Name Type Description
params dict

Model's hyper-parameters a, b, h.

Source code in bornrule/sql/born.py
def get_params(self):
    """Get parameters.

    Returns
    -------
    params : dict
        Model's hyper-parameters `a`, `b`, `h`.

    """
    with self.db.connect() as con:
        return self.db.read_params(con)

set_params(a, b, h)

Set parameters.

Parameters:

Name Type Description Default
a float

Amplitude. Must be strictly positive.

required
b float

Balance. Must be non-negative.

required
h float

Entropy. Must be non-negative.

required
Source code in bornrule/sql/born.py
def set_params(self, a, b, h):
    """Set parameters.

    Parameters
    ----------
    a : float
        Amplitude. Must be strictly positive.
    b : float
        Balance. Must be non-negative.
    h : float
        Entropy. Must be non-negative.

    """
    self.db.check_editable()

    if a <= 0:
        raise ValueError("The parameter 'a' must be strictly positive.")

    if b < 0:
        raise ValueError("The parameter 'b' must be non-negative.")

    if h < 0:
        raise ValueError("The parameter 'h' must be non-negative.")

    with self.db.connect() as con:
        self.db.write_params(con, a=a, b=b, h=h)

fit(X, y, sample_weight=None)

Fit the classifier according to the training data X, y.

Parameters:

Name Type Description Default
X list of dict of length n_samples

Training data in the format [{feature: value, ...}, ...].

required
y list-like of length n_samples

List giving the target class for each sample. If a list of dict in the format [{class: value, ...}, ...], then each dict gives the distribution of the classes for each sample (e.g., multi-labeled samples)

required
sample_weight list-like of length n_samples

List of weights that are assigned to individual samples. If not provided, then each sample is given unit weight.

None

Returns:

Name Type Description
self object

Returns the instance itself.

Source code in bornrule/sql/born.py
def fit(self, X, y, sample_weight=None):
    """Fit the classifier according to the training data X, y.

    Parameters
    ----------
    X : list of dict of length n_samples
        Training data in the format `[{feature: value, ...}, ...]`.
    y : list-like of length n_samples
        List giving the target class for each sample.

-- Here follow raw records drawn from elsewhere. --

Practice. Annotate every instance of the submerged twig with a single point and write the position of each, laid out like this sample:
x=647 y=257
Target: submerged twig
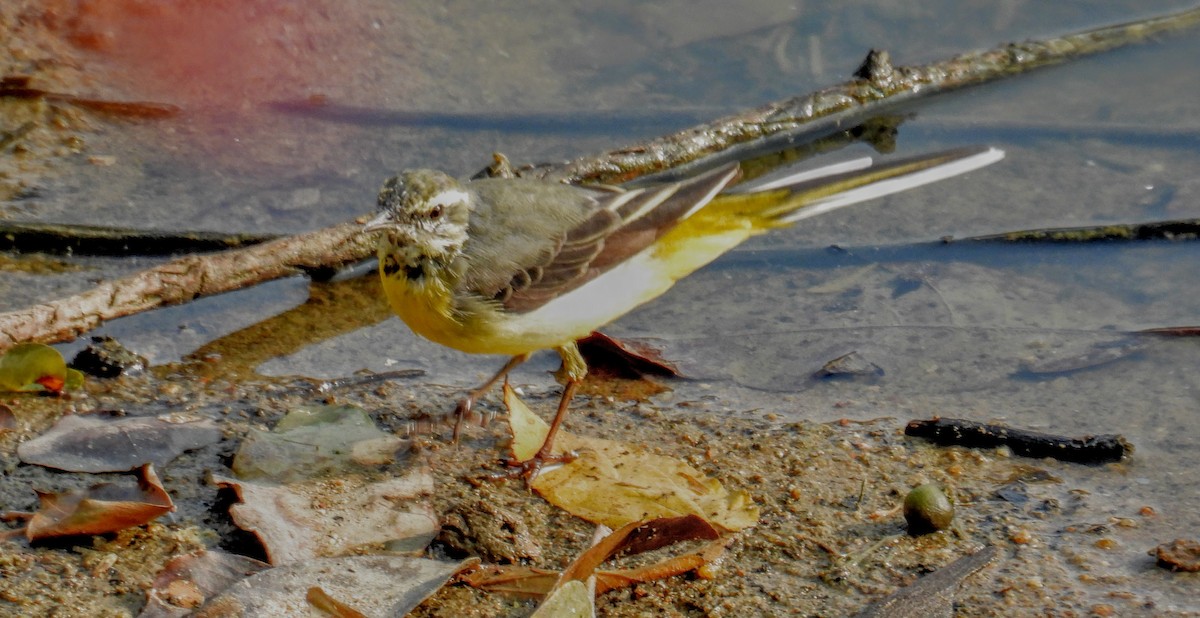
x=1090 y=449
x=934 y=593
x=877 y=89
x=97 y=240
x=17 y=87
x=1176 y=229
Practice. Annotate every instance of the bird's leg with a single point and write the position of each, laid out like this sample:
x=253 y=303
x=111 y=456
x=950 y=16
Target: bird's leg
x=467 y=403
x=575 y=369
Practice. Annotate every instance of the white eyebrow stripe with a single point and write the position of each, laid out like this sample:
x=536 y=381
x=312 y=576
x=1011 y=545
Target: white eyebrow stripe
x=449 y=197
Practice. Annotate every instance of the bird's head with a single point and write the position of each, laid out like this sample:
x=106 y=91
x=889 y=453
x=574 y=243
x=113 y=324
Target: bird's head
x=423 y=210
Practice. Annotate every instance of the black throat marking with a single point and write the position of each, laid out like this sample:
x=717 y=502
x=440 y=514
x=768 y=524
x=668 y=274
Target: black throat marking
x=391 y=265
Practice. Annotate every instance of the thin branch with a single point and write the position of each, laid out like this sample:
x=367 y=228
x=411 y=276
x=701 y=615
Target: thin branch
x=184 y=280
x=876 y=88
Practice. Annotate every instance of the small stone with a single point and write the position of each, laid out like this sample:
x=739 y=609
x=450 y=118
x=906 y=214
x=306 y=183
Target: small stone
x=106 y=358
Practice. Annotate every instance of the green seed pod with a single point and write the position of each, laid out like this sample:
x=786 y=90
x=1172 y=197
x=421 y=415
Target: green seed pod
x=927 y=509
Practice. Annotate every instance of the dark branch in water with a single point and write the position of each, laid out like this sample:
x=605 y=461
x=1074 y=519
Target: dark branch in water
x=877 y=89
x=94 y=240
x=958 y=432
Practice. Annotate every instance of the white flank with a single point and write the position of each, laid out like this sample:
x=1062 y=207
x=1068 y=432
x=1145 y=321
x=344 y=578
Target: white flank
x=449 y=197
x=649 y=273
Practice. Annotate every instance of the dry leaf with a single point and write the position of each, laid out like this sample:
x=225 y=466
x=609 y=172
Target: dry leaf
x=631 y=539
x=100 y=509
x=94 y=443
x=624 y=358
x=613 y=484
x=187 y=581
x=36 y=366
x=373 y=585
x=7 y=419
x=313 y=441
x=568 y=600
x=336 y=516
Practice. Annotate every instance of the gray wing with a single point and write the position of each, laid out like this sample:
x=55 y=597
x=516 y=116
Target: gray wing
x=540 y=247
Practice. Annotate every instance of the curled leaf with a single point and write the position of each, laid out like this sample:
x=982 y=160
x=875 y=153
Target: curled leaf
x=615 y=484
x=36 y=366
x=313 y=519
x=95 y=443
x=100 y=509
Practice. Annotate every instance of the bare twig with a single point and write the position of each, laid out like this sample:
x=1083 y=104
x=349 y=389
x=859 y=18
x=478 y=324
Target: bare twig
x=876 y=89
x=184 y=280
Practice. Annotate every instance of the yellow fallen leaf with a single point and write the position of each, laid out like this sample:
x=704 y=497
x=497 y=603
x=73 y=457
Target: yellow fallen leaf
x=615 y=484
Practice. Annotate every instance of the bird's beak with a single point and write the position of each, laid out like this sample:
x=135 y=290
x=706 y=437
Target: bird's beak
x=382 y=221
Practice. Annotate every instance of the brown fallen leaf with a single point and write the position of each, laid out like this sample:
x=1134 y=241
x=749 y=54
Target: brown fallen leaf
x=375 y=585
x=185 y=582
x=622 y=369
x=615 y=484
x=324 y=517
x=571 y=599
x=636 y=538
x=97 y=443
x=327 y=604
x=100 y=509
x=633 y=539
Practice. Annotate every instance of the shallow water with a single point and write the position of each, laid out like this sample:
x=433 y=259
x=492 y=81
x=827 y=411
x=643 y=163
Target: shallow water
x=1113 y=138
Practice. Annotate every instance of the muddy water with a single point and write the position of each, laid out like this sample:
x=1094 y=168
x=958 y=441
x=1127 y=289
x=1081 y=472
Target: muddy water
x=953 y=328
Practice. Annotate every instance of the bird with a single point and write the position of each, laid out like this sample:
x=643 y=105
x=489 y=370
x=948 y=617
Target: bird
x=511 y=265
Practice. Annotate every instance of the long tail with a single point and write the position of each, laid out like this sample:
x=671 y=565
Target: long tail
x=815 y=192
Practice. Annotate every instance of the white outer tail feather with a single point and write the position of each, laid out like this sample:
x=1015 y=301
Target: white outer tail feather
x=893 y=185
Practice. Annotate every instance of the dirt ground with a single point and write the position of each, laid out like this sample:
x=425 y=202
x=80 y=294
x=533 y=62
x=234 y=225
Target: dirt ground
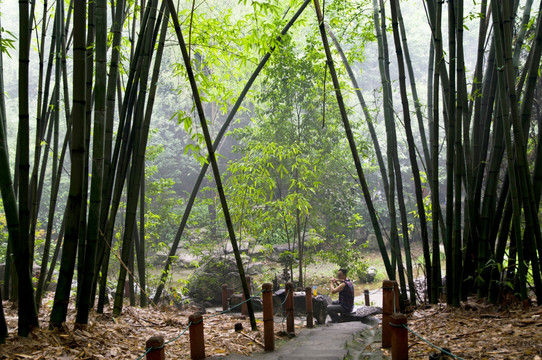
x=477 y=330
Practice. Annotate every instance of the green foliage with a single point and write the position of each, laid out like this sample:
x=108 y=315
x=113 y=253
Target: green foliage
x=7 y=43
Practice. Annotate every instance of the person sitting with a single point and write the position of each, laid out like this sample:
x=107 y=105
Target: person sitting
x=345 y=288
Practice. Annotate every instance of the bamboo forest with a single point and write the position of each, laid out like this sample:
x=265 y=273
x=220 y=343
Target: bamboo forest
x=156 y=153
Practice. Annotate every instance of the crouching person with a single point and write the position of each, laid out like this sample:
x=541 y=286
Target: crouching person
x=345 y=288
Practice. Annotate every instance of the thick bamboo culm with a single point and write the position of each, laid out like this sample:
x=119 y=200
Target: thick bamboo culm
x=308 y=306
x=390 y=292
x=225 y=304
x=157 y=352
x=197 y=343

If a list of dict in the format `[{class: value, ...}, ...]`,
        then each dict gives the distribution of the classes for each sample (e.g., multi-labeled samples)
    sample_weight : list-like of length n_samples
        List of weights that are assigned to individual samples.
        If not provided, then each sample is given unit weight.

    Returns
    -------
    self : object
        Returns the instance itself.

    """
    self.db.check_editable()
    self._validate(X=X, y=y, sample_weight=sample_weight)

    with self.db.connect() as con:
        self.db.table_corpus.drop(con, checkfirst=True)

    return self.partial_fit(X, y, sample_weight=sample_weight)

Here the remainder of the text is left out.